"Autonomy can be lonely and chilly, as millions of Americans have learned in recent years when the company canceled their pensions or the stock market swallowed their savings or industrial interests destroyed their surroundings. For most Americans, there is no redress without common action, collective efforts based on mutual trust and shared responsibilities. In other words, I do not believe that most Americans want what the right wants. But I also think many cannot see the choices clearly or grasp the long-term implications for the country . . .
"This is a failure of left-liberal politics. Constructing an effective response requires a politics that goes right at the ideology, translates the meaning of Bush's governing agenda, lays out the implications for society and argues unabashedly for a more positive, inclusive, forward-looking vision. No need for scaremongering attacks; stick to the well-known facts. Pose some big questions: Do Americans want to get rid of the income tax altogether and its longstanding premise that the affluent should pay higher rates than the humble? . . . Do people want to give up on the concept of the 'common school'--one of America's distinctive achievements? Should property rights be given precedence over human rights or society's need to protect nature? . . ."

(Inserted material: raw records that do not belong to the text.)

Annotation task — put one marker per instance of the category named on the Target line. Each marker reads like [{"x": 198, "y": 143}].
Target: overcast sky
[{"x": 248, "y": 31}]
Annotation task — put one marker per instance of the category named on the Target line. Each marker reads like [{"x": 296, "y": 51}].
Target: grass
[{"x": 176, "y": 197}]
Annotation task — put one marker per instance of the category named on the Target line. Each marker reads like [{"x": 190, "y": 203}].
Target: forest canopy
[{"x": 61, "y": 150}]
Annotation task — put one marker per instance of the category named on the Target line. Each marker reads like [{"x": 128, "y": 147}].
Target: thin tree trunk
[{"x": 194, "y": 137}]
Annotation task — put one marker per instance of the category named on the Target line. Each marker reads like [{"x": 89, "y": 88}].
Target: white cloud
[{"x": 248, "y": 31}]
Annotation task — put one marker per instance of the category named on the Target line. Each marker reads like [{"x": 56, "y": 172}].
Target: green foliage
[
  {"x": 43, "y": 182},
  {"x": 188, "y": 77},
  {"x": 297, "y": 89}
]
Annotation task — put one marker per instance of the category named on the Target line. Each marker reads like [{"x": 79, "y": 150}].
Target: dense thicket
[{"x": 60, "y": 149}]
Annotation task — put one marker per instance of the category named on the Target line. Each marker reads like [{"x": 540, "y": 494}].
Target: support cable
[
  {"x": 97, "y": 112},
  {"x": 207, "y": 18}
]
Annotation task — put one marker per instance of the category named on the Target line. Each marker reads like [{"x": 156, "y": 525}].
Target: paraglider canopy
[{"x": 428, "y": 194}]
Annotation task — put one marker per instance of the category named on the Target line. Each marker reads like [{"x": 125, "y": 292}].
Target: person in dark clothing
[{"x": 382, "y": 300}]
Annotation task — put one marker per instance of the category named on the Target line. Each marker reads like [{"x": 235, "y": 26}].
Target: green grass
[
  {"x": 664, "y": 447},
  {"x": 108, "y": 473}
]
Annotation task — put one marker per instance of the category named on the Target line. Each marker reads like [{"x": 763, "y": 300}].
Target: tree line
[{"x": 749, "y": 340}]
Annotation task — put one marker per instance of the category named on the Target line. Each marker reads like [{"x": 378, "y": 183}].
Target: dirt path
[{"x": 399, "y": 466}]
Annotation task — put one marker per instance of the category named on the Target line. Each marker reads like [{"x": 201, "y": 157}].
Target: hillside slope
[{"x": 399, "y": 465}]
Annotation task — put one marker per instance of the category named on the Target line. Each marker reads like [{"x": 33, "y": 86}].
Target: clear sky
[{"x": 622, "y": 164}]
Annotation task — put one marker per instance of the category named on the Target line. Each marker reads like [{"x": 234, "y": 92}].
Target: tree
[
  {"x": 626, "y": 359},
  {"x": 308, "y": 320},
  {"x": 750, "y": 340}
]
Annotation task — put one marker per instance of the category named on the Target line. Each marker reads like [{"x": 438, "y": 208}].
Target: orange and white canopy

Greider points out that, in America as elsewhere, the opposition's problem has much to do with its lack of coherent vision. Democrats are "accustomed to playing defence" and prone to perceiving their role as managerial, rather than as catalysts for reform. Here at home, the Liberal government has a hammerlock on power, yet during the Chretien years prided itself merely on simply keeping the national gas works humming with the all the gusto of a B-grade CEO. Even the much-vaunted Chretien "legacy budget" was not so much an exercise in bold progressive future-shaping as the vain and ill-conceived epilogue to one politician's story of lifelong opinion poll-scouring and crude cynicism. Rejuvenation of democracy--both political and economic--has been a goal of Liberal governments in the past, but it's looking like the worst kind of wishful thinking to imagine that a multi-millionaire businessman cum career-PM-in-waiting will be the leader to recast the big questions and offer new answers.
For Greider, "a new understanding of progressive purpose . . . that connects to social reality and describes a more promising future" is likeliest to take shape at the grassroots. In Canada, as in the United States, when people seek to pinpoint the source of their anxiety, they should look to the increasingly warped edifice of late-stage corporate capitalism: "the terms of employment that reduce many workers to powerless digits, the closely held decisions of finance capital that shape our society, the waste and destruction embedded in our system of mass consumption and production." In the past 100 years, left-liberals have saved the free market from itself more than once, and the potential exists for a new generation of leaders (in the streets, in Parliament) to find both the courage of convictions and the policy prescriptions that will deliver political power to the cause of reform. Where are they? That's the first big question.